Walking Method Boosts Fitness with Speed Changes
Are you putting in your 10,000 steps a day but not seeing the results you expect? Scientists are studying a new twist on walking, originally tested in Japan, that may be what you’re missing: interval walking training (IWT).
How Interval Walking Works
Instead of a continuous stroll, IWT involves alternating bursts of faster movement with periods of recovery-paced steps. This method can significantly impact your health, according to research.

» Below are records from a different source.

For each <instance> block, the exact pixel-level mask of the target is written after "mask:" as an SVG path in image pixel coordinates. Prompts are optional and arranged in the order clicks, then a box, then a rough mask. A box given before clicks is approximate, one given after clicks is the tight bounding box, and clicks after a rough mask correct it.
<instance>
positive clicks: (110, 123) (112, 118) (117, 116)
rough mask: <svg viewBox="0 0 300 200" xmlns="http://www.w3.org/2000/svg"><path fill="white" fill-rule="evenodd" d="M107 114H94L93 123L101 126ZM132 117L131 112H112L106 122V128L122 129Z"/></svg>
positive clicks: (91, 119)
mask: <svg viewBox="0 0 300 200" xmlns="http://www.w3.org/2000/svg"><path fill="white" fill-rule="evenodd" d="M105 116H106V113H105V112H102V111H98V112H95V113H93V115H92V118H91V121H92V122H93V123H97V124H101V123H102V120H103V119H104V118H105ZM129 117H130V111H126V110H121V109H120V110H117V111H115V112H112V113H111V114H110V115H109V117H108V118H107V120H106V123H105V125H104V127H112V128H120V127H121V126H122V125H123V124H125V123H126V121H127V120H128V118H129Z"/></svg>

Most people walk at a comfortable speed, which may not be enough to challenge the body and improve fitness. Changing pace encourages the body to use oxygen more efficiently, which is measured by VO2peak.
An increased VO2peak can lower resting blood pressure, encourage muscles to burn more sugar, and improve glycemic control. Glycemic control
describes how tightly the body keeps glucose within a healthy range.
According to Japanese physiologists, alternate three minutes at about seventy percent of your maximum effort with three minutes at around forty percent. Five cycles will take about half an hour.
Sarah F. Eby, a sports medicine specialist at Mass General Brigham and assistant professor at Harvard Medical School, notes that “Additionally, interval walking training is a great way to meet the recommended 150 minutes a week of moderate‑intensity aerobic activity.”
The Science Behind the Steps
In a key five-month experiment with adults averaging sixty-three years old, IWT increased VO2peak by ten percent and lowered systolic blood pressure by nine millimeters of mercury, versus continuous walking or no exercise.
Knee strength increased up to seventeen percent, improving balance. Body mass index decreased and fasting glucose improved within weeks, suggesting metabolic changes arrive quickly. Ninety-five percent of participants stuck with it for the study’s duration.
Benefits of Interval Walking Training
In a Danish trial, IWT was pitted against continuous walking in adults with type 2 diabetes. Although both groups burned similar calories, the interval group alone reduced abdominal fat and glucose fluctuations.
Kristian Karstoft stated that, “Compared to energy‑expenditure and time‑duration matched continuous walking training, IWT is superior for improving physical fitness, body composition, and glycemic control in individuals with type 2 diabetes.”
Follow-up mechanistic work pointed toward enhanced glucose effectiveness, where muscles absorbed sugar without extra insulin.
Getting Started with Interval Walking
If you have chronic conditions, check with your doctor. Find a flat route and set a timer for thirty minutes. Start with fifteen cycles of one minute brisk and one minute relaxed. Increase the durations when you’re ready.
She advises ramping up gradually so each brisk interval still allows a short phrase before breath runs out.
According to the CDC, less than half of U.S. adults get the recommended amount of physical activity, so making the most of your workout time could make a huge difference (CDC 2024).
Walking is a great form of exercise, and pace, not mileage, drives adaptation. Swapping blocks of calm walking with confident strides can steer health markers in the right direction long before you break into a jog.